Yeah, I'm not sure what the best solution would be. (This is why I didn't include a proposed one in the ticket.)
I'm kind of surprised that the browser passes the non-escaped URI to the server. I've verified that both Firefox and Safari do, though.
It seems to me that Aker can avoid this particular exception by escaping
attempted_path
or ensuring thatservice_url
always receives an escaped path.
I don't think this will work. What if attempted_path
is already escaped?
1.9.3p327 :007 > URI.escape('/a/b/c/%7B4}')
=> "/a/b/c/%257B4%7D"
I'm inclined to just handle the exception with a fallback, but I'm not sure what the fallback should be.

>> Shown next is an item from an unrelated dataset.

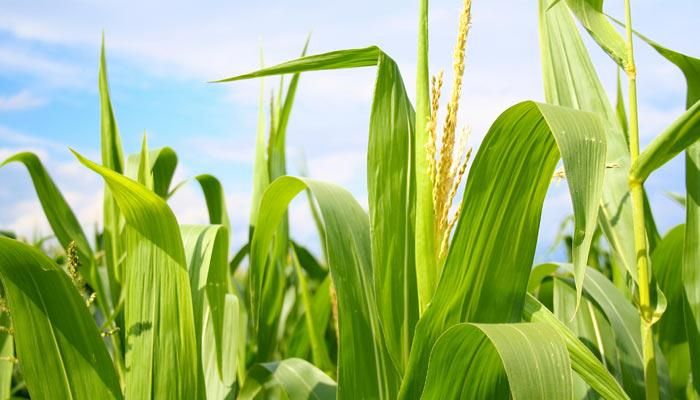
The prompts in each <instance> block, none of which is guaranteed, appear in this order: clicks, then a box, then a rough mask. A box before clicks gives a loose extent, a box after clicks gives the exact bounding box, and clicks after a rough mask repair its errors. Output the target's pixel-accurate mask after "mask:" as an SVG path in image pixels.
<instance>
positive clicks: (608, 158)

It's possible to detect escaped URIs:
1.9.3p327 :018 > '/a/b/c/{4}'.match /#{URI::REGEXP::PATTERN::ESCAPED}/
=> nil
1.9.3p327 :019 > '/a/b/c/%7B4%7D'.match /#{URI::REGEXP::PATTERN::ESCAPED}/
=> #<MatchData "%7B">
The mechanism is pretty obscure, though, and it certainly isn't documented. I get the feeling that ESCAPED
is really meant for internal use.
It also won't catch partially escaped paths like your example, though I think in that case it's safe to say that the user-agent passing the URL is misbehaving, and we should just abort the request with an error like Aker::Cas::InvalidServiceURL
. It's still an exception, but it's more informative.
I think, however, that both of these approaches are too much. The point of service_url
, as far as I can tell, is to scrub out a service ticket from the query string, and we can do that with a regexp:
attempted_path.gsub(/ticket=ST-[^&]+&?|&ticket=ST-[^&]+/, '')
This eliminates the need to construct a URI object. (We can construct a URI-as-string via string concatenation in the no-attempted-path-given case.)
If the CAS authority encounters a service URL which is not a valid URI, it throws an exception like the one below. It should handle this situation more gracefully.